I’m taking a page from Pietro Franceschini who started a visual diary of his Italian COVID-19 shutdown and starting my own teaching online diary. This is day one of making the impossible happen. A studio and a seminar, 9 + 1 and 10 + 2 people respectively that were reliant on my physical presence to make creative production and critical thinking happen, will now do so at a distance and through the interface of glowing screens.
I refuse to post or even “like” a funny drawing that’s been going around social media about what teaching online in 2020 is like. The drawing starts out as a well penciled drawing of a horse, but ends as an anemic stick figure, predicting that first online planning and then online teaching will progress badly. We are not getting the horse, that’s for sure, but with some luck we might get a clunky but fully fledged hybrid, a horse-monkey, say, that is nevertheless instructive and worthy.
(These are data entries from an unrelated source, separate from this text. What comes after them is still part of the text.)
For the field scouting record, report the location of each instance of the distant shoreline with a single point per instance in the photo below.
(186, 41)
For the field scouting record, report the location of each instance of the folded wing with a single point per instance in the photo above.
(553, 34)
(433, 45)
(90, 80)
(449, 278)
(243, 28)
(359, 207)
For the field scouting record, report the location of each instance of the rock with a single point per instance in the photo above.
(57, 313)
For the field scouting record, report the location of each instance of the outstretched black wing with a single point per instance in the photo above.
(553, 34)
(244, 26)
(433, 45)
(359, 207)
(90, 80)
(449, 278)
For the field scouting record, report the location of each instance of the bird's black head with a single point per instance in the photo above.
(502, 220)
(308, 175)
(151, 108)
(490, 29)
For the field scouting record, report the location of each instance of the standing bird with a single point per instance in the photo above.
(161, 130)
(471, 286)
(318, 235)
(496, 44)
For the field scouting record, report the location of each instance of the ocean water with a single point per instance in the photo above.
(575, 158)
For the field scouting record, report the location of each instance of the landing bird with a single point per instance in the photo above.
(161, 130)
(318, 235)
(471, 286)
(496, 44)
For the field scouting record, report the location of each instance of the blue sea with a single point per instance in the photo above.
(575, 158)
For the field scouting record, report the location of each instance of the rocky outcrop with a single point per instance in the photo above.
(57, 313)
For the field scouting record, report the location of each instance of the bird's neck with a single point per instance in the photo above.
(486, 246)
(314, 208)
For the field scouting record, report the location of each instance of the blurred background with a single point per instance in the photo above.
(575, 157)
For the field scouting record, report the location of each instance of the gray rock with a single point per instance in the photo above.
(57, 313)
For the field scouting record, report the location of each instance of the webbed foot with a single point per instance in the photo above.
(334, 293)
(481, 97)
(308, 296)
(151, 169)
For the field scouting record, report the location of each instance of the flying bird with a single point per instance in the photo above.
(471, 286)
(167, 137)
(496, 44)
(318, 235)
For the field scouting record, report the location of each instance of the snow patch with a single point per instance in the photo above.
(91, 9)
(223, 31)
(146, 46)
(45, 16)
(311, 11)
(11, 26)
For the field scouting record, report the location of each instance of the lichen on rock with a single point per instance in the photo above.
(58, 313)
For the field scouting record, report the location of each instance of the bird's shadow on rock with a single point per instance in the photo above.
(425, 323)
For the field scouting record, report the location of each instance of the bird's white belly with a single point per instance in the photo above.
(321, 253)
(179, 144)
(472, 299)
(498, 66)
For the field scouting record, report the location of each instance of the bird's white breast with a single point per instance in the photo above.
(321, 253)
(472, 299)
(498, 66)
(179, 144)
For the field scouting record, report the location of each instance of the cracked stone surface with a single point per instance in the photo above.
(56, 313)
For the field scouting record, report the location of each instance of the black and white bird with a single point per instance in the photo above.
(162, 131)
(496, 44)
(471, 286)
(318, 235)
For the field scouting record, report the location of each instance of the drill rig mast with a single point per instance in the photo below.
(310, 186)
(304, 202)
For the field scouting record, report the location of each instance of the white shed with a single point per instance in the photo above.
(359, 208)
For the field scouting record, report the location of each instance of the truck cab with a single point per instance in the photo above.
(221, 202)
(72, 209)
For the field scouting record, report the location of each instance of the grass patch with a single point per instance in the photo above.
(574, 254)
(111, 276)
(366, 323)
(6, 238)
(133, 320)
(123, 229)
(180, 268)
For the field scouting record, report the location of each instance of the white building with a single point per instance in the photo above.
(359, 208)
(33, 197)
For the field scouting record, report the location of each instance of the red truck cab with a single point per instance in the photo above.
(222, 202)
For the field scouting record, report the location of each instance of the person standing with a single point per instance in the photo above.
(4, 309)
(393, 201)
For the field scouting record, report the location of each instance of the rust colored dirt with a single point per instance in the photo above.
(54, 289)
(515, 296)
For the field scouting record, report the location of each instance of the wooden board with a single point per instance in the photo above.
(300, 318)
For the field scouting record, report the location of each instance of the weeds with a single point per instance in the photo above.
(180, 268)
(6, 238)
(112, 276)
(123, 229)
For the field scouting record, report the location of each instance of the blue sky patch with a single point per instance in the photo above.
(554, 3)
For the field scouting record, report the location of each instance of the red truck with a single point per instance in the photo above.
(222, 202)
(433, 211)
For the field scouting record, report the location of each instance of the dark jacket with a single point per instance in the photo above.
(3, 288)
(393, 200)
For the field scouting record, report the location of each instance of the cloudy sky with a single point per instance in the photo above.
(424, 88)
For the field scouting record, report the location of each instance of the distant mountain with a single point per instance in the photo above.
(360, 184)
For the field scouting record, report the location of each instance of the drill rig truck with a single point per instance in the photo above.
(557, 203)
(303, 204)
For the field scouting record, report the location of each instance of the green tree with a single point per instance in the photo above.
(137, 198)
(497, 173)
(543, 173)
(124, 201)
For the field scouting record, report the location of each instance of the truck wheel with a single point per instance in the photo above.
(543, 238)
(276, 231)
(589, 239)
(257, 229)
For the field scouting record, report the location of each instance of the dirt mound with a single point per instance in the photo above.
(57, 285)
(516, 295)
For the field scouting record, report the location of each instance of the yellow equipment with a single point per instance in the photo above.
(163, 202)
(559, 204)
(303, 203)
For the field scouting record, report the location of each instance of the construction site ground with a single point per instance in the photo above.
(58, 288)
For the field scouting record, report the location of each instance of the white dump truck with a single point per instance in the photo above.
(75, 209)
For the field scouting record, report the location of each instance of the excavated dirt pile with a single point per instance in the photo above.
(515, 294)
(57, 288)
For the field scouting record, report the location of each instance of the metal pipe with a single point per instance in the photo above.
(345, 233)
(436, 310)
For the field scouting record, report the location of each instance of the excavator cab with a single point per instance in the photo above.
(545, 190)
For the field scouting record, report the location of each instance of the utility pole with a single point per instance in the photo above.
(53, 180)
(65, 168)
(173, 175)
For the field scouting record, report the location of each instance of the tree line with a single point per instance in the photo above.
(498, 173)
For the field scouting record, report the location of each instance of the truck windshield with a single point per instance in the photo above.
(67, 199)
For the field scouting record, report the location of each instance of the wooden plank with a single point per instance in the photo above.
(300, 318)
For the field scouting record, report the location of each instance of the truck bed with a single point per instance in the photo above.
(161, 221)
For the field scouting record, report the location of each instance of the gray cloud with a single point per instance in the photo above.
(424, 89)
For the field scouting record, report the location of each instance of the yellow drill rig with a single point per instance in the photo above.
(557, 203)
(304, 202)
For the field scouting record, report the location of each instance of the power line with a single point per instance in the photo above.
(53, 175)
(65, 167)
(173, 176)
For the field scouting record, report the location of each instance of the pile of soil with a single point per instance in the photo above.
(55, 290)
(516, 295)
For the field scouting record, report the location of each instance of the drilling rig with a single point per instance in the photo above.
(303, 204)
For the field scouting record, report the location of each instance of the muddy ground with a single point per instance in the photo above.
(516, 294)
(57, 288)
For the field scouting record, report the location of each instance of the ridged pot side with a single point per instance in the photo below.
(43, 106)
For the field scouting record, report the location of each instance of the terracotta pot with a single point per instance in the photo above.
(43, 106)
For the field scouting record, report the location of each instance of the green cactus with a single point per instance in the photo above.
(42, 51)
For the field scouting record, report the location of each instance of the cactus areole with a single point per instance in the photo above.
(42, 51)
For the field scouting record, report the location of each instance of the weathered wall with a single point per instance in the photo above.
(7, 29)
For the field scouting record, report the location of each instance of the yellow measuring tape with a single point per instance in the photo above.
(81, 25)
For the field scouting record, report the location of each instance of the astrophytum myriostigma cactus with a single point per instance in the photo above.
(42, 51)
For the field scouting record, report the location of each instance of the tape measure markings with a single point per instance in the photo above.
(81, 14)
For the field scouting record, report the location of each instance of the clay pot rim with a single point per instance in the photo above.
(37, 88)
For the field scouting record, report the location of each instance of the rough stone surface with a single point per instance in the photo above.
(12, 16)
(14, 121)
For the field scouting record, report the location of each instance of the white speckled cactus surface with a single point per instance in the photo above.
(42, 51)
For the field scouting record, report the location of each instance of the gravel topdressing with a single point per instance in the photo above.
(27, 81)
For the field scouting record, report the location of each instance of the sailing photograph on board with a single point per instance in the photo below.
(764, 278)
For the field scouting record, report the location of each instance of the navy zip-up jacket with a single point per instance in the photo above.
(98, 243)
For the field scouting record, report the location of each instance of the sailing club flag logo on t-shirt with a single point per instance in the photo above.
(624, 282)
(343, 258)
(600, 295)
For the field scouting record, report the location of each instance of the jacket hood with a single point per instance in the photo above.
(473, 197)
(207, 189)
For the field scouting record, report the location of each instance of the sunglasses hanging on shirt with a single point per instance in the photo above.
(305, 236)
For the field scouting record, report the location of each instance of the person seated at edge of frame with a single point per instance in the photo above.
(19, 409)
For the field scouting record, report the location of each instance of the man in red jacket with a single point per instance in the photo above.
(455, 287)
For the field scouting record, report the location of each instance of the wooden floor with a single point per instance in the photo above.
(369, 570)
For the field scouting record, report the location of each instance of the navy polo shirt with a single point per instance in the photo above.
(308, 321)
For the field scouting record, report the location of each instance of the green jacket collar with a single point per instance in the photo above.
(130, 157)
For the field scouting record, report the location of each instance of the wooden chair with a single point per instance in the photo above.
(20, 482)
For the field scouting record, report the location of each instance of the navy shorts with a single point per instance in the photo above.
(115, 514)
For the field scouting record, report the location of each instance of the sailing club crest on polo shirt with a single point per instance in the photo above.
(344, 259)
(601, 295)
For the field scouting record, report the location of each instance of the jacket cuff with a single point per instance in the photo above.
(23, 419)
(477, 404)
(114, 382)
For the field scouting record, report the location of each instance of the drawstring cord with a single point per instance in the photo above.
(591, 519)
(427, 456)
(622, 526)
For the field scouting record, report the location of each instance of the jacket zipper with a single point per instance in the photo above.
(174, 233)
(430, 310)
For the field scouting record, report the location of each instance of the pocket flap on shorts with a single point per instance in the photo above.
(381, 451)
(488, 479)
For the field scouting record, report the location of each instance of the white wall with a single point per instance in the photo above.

Like other faculty I’m spending my spring break re-configuring my courses so that they work online. What this looked like since this became a possibility last Thursday is messaging, emailing, and calling the various people involved, as well as three last in-person meetings with other faculty. I have 5 more class meetings in my seminar and 10 more in my studio, both amazing groups of students, and my goal now is to make it so that they still feel like classes and not individual projects getting finished.
I also took a lot of photos of my waffle.